The Sequel of Jane:
Hidden Institutions + Coded Insurgence of the Abortion Clinic

Alternative newspapers in the ’60s went straight to the point: “Pregnant? Don’t want to be? Call Jane.” A telephone number followed. This was nearly half a century ago when abortion was illegal almost everywhere. There was no Jane, though, not literally anyway. Yet at the same time, Jane was anybody. The Jane Collective operated as an underground network of illegal abortions in Chicago, carrying out thousands of procedures from 1969 to 1973. Many operations were performed by medical nonprofessionals, perhaps the housewife next door, the college student down the block, or the local schoolteacher.

Like Jane, the subterranean metaphor of the “underground” has been a powerful tool of political resistance. A buried world, hidden from its oppressors, created forms of solidarity and self-understanding that shaped what was politically possible. Being underground meant adopting ethics and practices of spying, subversion, and subterfuge; dissimulation and double-crossing; marking and coding. The role of architecture in underground politics was crucial, oftentimes acting as the camouflage or cloak for insurgence.

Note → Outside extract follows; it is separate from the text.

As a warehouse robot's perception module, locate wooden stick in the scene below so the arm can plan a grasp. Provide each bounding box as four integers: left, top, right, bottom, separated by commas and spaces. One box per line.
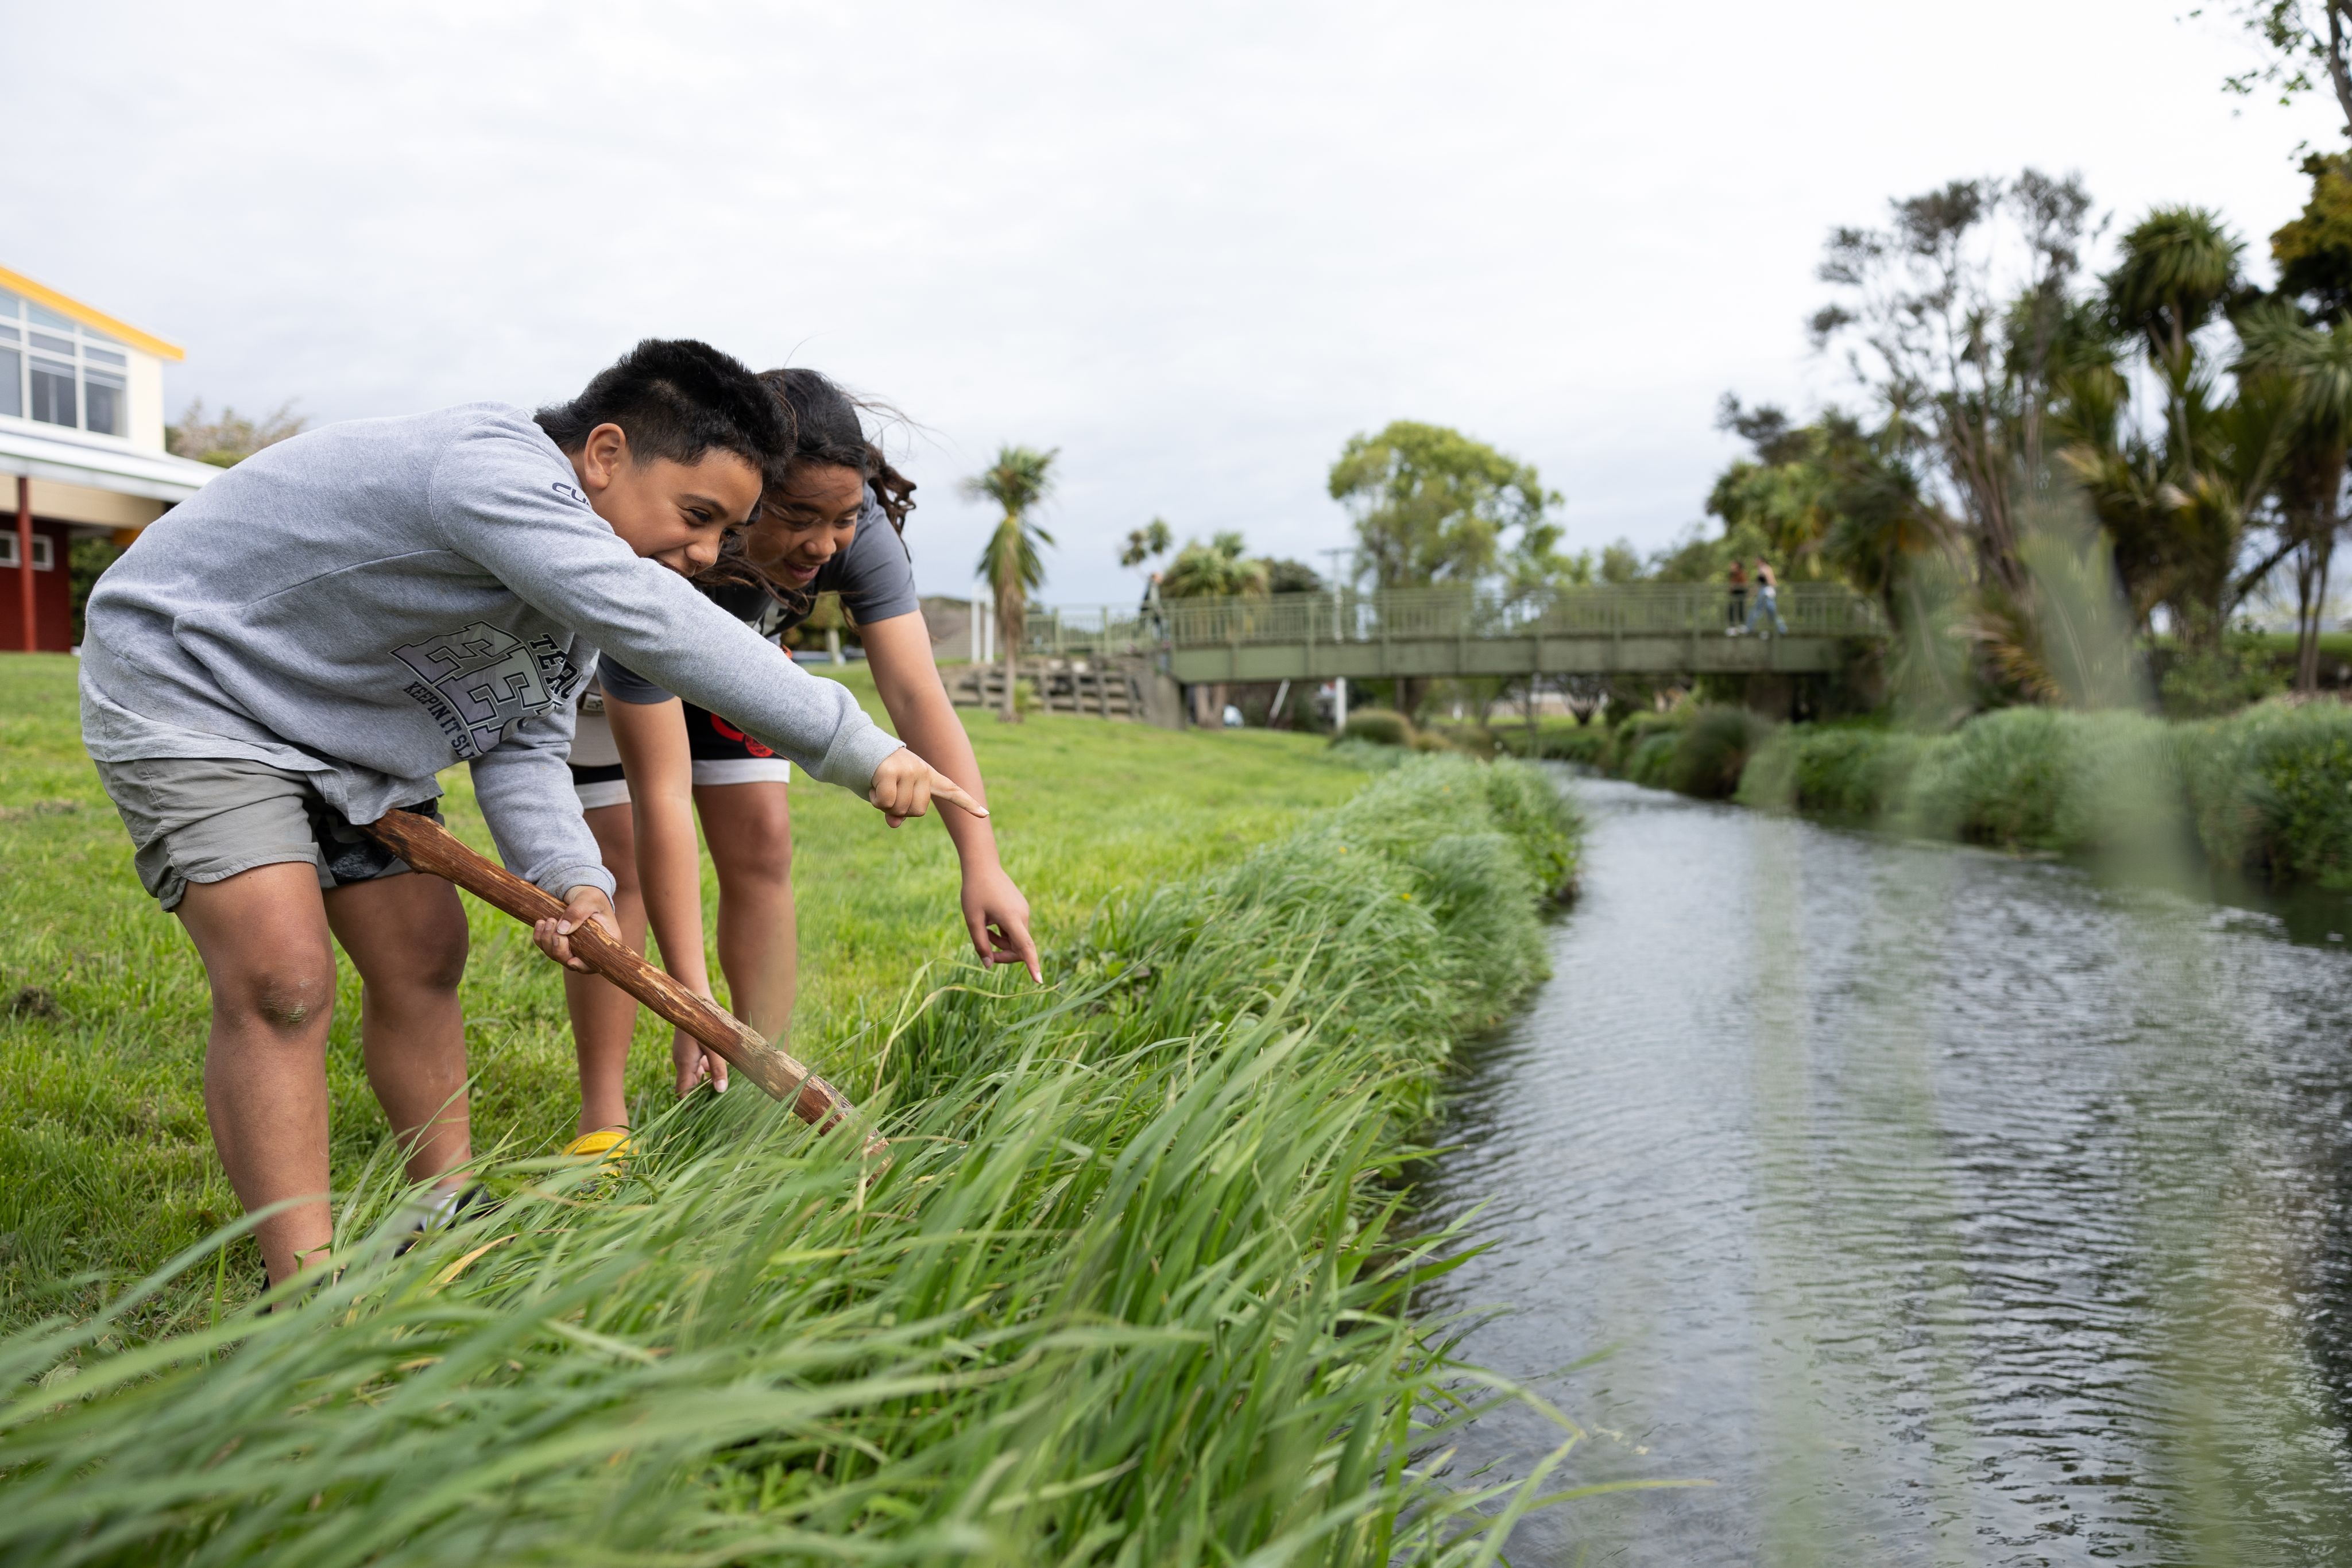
359, 809, 879, 1152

Today, the abortion clinic exists as one of the most highly contested landscapes in the United States. Though legal on paper, abortion, and other reproductive healthcare services are becoming more and more difficult to access, while simultaneously being forced into invisibility by society. With restrictions around reproductive health and the autonomy of pregnant bodies in constant negotiation, the abortion clinic presents an opportunity to consider how design may help facilitate the transition of these spaces from outcast to normalcy. The project aims to learn from Jane, adopting methods of the underground to inform contested space today. The thesis considers tactics of spatial camouflage as a way of protection, rather than censorship, to positively impact a pregnant person’s experience and their access to these spaces; and in doing so, reasserting architecture's role in the everyday space of our built environment.